Syslog Pack

This pack processes syslog messages to reduce size and extract fields.

Edge Delta Pipeline Pack for Syslog

Overview

The Edge Delta Syslog pack processes syslog messages by normalizing whitespace, parsing timestamps, and enriching logs with metadata to facilitate monitoring, searching, and alerting. It also attempts to fill in missing metadata based on host information. You can configure the pack to process either RFC5424 logs (default) or you can have it process RFC3164 and Linux format logs.

Pack Description

1. Data Ingestion

The data flow starts with the Source as the entry point into the pack.

2. Replace #011 with Space

The first transformation step is handled by the Replace #011 with space node, a Mask node.

- name: 'Replace #011 with space'
    type: mask
    pattern: '#011'
    mask: ' '

This replaces tab character representations “#011” with actual spaces.
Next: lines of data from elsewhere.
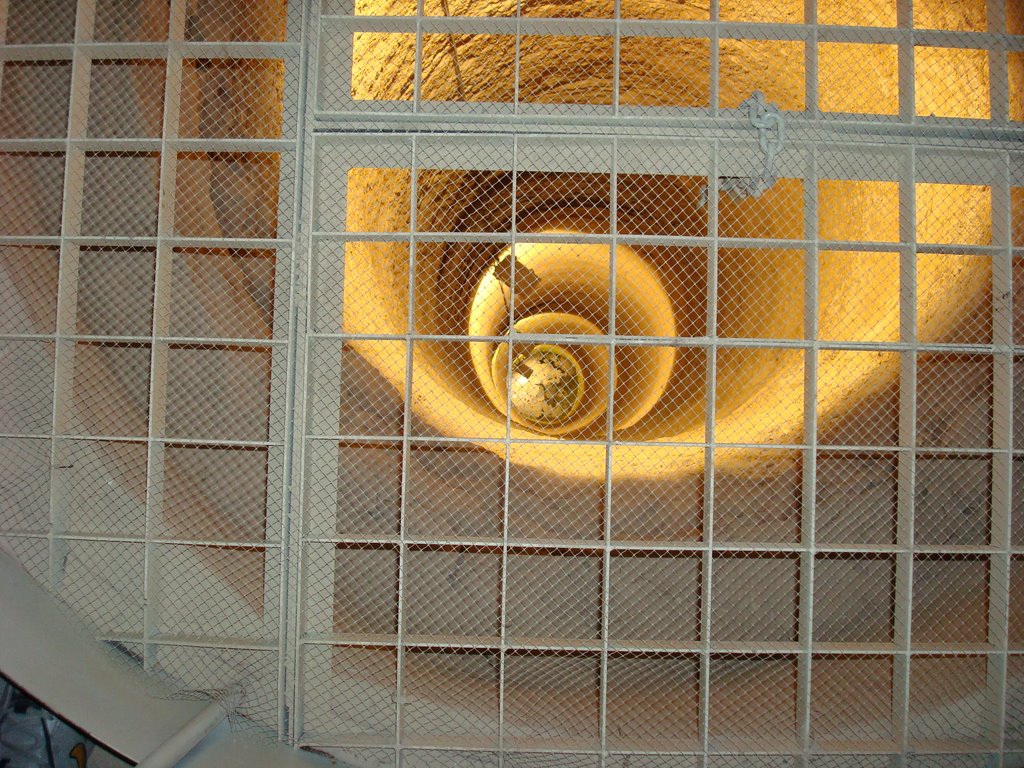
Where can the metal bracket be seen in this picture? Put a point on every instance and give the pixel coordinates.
(771, 134)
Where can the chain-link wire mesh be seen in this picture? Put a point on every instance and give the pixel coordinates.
(590, 421)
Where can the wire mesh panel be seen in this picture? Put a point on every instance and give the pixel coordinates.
(146, 357)
(529, 384)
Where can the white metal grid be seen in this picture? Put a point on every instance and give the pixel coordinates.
(152, 298)
(416, 592)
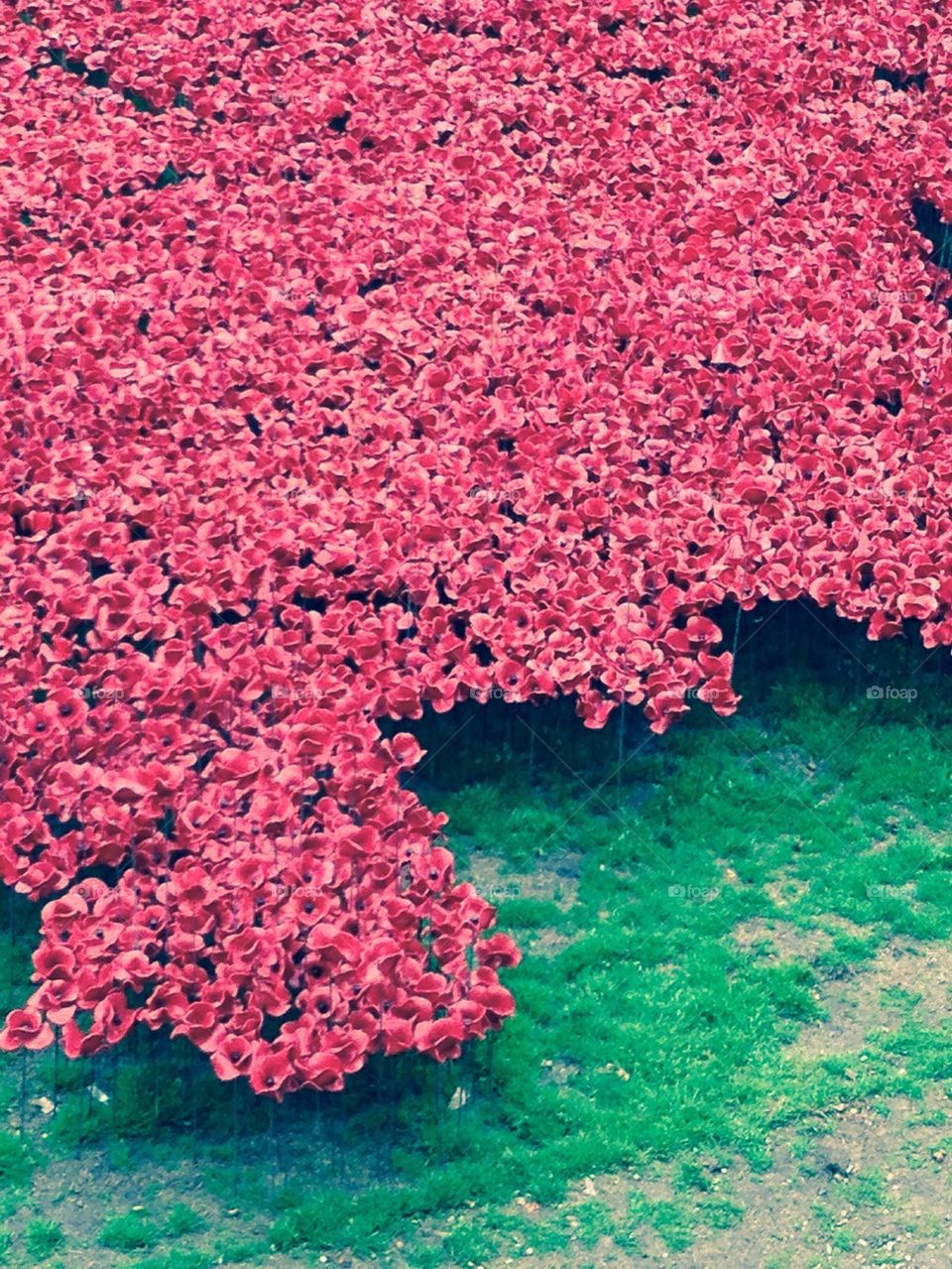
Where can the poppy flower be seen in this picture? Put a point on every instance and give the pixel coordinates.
(26, 1028)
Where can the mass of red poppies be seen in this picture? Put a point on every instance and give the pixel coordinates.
(359, 359)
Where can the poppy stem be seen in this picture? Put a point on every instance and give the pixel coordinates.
(23, 1091)
(622, 751)
(235, 1137)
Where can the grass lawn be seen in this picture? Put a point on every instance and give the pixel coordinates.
(733, 1033)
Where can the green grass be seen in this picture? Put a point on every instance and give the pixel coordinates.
(42, 1238)
(647, 1032)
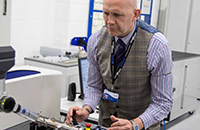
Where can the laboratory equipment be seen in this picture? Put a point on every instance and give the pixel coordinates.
(8, 104)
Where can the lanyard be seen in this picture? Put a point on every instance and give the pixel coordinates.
(115, 75)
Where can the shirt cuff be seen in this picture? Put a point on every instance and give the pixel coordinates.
(90, 103)
(147, 120)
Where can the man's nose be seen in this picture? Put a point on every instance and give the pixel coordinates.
(110, 20)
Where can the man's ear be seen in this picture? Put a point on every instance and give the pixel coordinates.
(137, 13)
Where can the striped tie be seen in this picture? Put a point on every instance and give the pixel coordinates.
(120, 53)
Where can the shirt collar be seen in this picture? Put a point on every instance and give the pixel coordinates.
(128, 37)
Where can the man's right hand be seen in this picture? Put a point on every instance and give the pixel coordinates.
(81, 114)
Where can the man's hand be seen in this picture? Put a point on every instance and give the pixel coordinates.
(120, 124)
(81, 114)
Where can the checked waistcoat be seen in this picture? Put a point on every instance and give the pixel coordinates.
(133, 83)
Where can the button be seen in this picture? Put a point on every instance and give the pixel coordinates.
(116, 88)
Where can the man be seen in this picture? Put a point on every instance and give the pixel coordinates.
(137, 91)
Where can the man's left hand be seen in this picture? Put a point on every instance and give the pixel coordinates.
(120, 124)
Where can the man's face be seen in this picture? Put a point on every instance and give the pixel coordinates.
(119, 17)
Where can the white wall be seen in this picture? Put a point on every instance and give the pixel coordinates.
(5, 22)
(155, 13)
(47, 22)
(32, 25)
(71, 20)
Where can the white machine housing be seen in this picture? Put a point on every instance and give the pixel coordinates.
(39, 93)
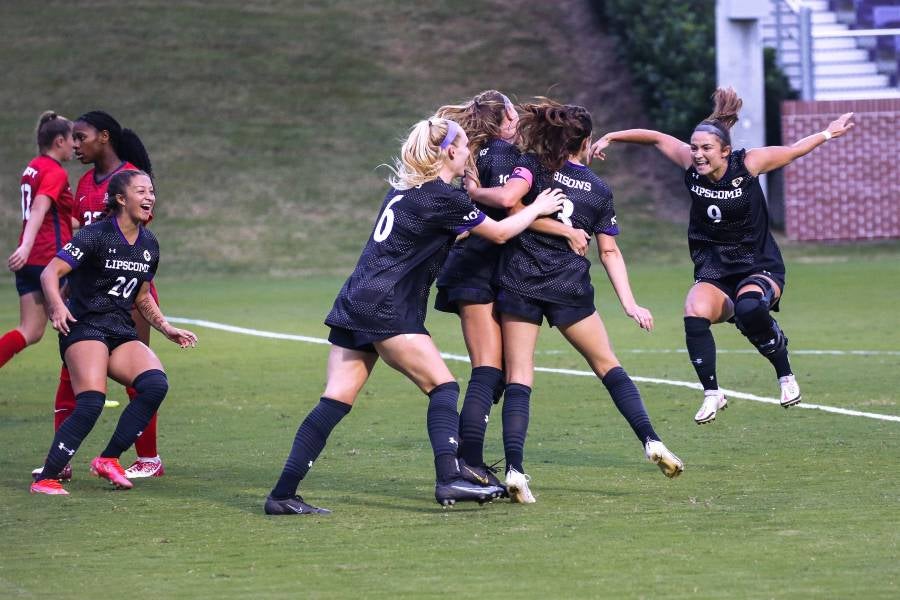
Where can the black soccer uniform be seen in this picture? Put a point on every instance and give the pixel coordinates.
(728, 234)
(387, 293)
(107, 272)
(468, 272)
(540, 275)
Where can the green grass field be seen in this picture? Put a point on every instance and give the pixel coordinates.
(773, 503)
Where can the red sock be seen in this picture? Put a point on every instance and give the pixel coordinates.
(145, 445)
(11, 344)
(65, 399)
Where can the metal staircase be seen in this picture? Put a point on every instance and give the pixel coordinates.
(822, 57)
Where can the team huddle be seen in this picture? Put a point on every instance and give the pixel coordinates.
(493, 202)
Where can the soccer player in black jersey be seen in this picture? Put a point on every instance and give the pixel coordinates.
(738, 270)
(465, 285)
(110, 265)
(380, 310)
(541, 277)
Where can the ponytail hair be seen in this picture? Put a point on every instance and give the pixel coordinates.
(553, 131)
(422, 154)
(50, 125)
(726, 105)
(126, 143)
(118, 183)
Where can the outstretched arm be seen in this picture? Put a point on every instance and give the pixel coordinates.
(671, 147)
(769, 158)
(614, 264)
(148, 308)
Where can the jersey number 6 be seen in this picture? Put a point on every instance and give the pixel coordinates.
(386, 222)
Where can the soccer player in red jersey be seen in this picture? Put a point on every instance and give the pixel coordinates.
(101, 141)
(46, 228)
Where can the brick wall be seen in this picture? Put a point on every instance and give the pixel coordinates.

This change helps standardize the log format.

3. Replace Multiple Whitespace with Space

The next node is Replace multiple whitespace with space, another Mask node.

- name: Replace multiple whitespace with space
    type: mask
    pattern: \s\s+
    mask: ' '

It condenses multiple whitespace characters into a single space. This results in cleaner logs.

4. Remove Leading Space

The third node, Remove leading space, is also a Mask node.
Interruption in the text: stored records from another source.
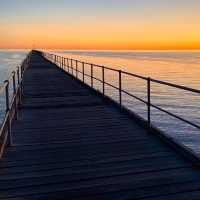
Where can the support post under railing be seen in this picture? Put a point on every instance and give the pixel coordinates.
(68, 65)
(72, 67)
(92, 75)
(149, 101)
(18, 83)
(15, 95)
(8, 112)
(83, 64)
(120, 88)
(76, 69)
(103, 80)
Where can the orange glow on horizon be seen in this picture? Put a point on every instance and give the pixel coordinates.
(102, 35)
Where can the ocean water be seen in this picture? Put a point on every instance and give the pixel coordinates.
(181, 68)
(9, 59)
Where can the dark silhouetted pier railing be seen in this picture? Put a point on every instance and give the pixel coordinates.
(12, 90)
(72, 66)
(12, 95)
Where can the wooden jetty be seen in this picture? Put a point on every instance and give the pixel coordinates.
(69, 142)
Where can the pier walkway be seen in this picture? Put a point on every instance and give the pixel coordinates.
(71, 143)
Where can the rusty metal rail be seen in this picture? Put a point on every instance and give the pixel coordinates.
(12, 94)
(71, 65)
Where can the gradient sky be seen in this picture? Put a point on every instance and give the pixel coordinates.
(100, 24)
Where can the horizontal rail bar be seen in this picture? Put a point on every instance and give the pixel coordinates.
(176, 86)
(146, 79)
(176, 116)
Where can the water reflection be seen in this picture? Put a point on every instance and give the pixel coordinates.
(181, 68)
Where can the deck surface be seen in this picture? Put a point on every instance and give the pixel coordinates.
(72, 144)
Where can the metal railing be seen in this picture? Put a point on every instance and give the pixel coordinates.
(72, 66)
(12, 90)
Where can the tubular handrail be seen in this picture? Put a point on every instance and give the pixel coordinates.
(11, 105)
(70, 62)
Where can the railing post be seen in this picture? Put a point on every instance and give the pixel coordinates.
(92, 75)
(15, 94)
(83, 72)
(103, 79)
(21, 84)
(72, 67)
(18, 83)
(120, 88)
(76, 69)
(68, 64)
(8, 112)
(149, 101)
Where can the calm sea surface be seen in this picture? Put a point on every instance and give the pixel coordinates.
(176, 67)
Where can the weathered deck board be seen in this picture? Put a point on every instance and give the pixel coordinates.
(72, 144)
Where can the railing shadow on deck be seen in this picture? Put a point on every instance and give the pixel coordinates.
(12, 91)
(75, 68)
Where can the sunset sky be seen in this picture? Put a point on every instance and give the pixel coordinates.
(100, 24)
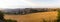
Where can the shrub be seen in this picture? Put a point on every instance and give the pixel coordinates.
(9, 20)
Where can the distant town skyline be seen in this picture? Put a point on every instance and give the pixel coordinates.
(29, 3)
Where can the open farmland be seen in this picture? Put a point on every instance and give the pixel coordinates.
(34, 17)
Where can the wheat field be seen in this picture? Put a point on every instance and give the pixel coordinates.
(34, 17)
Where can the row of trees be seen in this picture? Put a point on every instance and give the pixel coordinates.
(27, 11)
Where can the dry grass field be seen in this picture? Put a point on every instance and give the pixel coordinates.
(34, 17)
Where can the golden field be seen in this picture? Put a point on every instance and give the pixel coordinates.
(34, 17)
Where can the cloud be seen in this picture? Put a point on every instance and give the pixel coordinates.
(29, 3)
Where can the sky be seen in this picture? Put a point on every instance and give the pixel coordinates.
(29, 3)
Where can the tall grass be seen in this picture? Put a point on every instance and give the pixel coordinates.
(58, 20)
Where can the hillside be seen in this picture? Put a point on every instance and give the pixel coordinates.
(34, 17)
- name: Remove leading space
    type: mask
    pattern: ^\s+
    mask: ""

It removes any leading spaces from the log messages. This step ensures the messages are uniformly aligned.

From here, logs flow by default to Parse RFC5424 Format. However, you can edit the pack to rather flow to the Parse RFC3164 and Linux Format node, which is currently orphaned.

5.1. Parse RFC5424 Format

If you keep the default pack configuration, logs flow from Remove Leading Space to this node, Parse RFC5424 format, a Grok node.

- name: Parse RFC5424 format
    type: grok
    pattern: <%{POSINT:pri}>%{POSINT:version}%{SPACE}%{TIMESTAMP_ISO8601:timestamp}%{SPACE}%{SYSLOGHOST:host}%{SPACE}%{SYSLOG5424PRINTASCII:appname}%{SPACE}%{SYSLOG5424PRINTASCII:procid}%{SPACE}%{SYSLOG5424PRINTASCII:msgid}%{SPACE}(?:-|(?<structuredData>(\[.*?[^\\]\])+))%{SPACE}%{GREEDYDATA:message}

It applies a Grok pattern to extract fields from logs formatted according to the RFC5424 standard. Parsing based on RFC5424 enables you to extract structured data from logs.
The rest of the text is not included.